Yeppers, the site definitely changed. There's more posts now.


----------



## joesfolk (Aug 25, 2013)

Thanks folks now I see it.


----------



## joesfolk (Aug 25, 2013)

Now can you tell me how to set this up so the newest posts to a thread pop up first?


----------



## PrincessFiona60 (Aug 25, 2013)

joesfolk said:


> Now can you tell me how to set this up so the newest posts to a thread pop up first?

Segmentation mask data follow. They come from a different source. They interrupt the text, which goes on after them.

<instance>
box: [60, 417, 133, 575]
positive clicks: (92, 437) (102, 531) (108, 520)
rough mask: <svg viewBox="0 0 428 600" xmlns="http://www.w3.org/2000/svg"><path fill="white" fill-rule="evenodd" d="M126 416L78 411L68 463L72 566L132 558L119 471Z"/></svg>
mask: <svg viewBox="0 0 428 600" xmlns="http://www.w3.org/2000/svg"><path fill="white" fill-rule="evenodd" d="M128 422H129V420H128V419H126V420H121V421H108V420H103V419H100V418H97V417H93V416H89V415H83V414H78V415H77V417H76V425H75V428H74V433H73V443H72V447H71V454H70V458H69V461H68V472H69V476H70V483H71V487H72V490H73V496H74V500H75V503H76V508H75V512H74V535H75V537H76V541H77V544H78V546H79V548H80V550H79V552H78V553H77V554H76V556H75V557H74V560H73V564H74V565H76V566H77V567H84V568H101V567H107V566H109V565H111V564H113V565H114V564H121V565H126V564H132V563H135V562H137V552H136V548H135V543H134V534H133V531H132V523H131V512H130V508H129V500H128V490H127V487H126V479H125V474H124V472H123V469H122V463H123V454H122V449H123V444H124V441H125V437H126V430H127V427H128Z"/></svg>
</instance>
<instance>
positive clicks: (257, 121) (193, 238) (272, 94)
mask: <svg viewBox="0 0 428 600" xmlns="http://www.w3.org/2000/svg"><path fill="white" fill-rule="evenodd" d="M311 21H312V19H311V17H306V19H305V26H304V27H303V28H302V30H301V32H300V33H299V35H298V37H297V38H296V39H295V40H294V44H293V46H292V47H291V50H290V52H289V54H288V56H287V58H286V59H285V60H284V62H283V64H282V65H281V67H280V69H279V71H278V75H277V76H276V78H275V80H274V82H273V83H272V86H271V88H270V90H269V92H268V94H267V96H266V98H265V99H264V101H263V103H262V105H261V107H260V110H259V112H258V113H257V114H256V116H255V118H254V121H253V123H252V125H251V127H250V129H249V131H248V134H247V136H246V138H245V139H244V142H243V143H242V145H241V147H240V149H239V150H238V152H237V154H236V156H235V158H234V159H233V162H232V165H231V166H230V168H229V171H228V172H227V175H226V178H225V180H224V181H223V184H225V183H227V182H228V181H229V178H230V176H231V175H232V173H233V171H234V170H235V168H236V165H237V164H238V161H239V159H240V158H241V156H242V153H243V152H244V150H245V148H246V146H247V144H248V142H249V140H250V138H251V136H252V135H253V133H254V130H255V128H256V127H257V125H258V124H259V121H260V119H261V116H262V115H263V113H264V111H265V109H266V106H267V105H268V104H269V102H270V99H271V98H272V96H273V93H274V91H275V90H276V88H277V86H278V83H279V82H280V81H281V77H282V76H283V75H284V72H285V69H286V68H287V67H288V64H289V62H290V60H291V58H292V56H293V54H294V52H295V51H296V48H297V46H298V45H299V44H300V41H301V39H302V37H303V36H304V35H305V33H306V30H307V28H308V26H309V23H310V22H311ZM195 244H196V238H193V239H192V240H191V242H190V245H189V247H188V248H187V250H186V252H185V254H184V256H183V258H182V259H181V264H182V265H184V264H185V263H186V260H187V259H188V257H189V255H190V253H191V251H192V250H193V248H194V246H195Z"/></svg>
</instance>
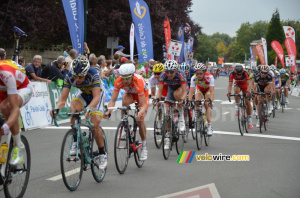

I have it set for the newest posts to come foirst for you, If you don't like that setting let me know and I'll change it back.


----------



## Zhizara (Aug 25, 2013)

Welcome back Joesfolk.  I has been awhile.  What'ya been doin'?


----------



## joesfolk (Aug 25, 2013)

Not much...but I've become obscessed with cooking lately so I thought I'd better get back to you guys.  Is there a Discusscooking app for Kindle?


----------



## Dawgluver (Aug 25, 2013)

Do you have the Kindle Fire?  I have the Paperwhite, no app as far as I know for it, but with Fire, there might be, as it's more of a computer.


----------



## joesfolk (Aug 25, 2013)

Yes, I have the Kindle but not the newest one.  Sure would love an easier way to access this site than having to type in the address.


----------



## Dawgluver (Aug 25, 2013)

Hmm.  Joesfolk, I think you're out of luck.  The older Kindles have a very rudimentary computer connection, it takes some fussing around.  It takes forever to connect, and you need a lot of patience, if it works at all.


----------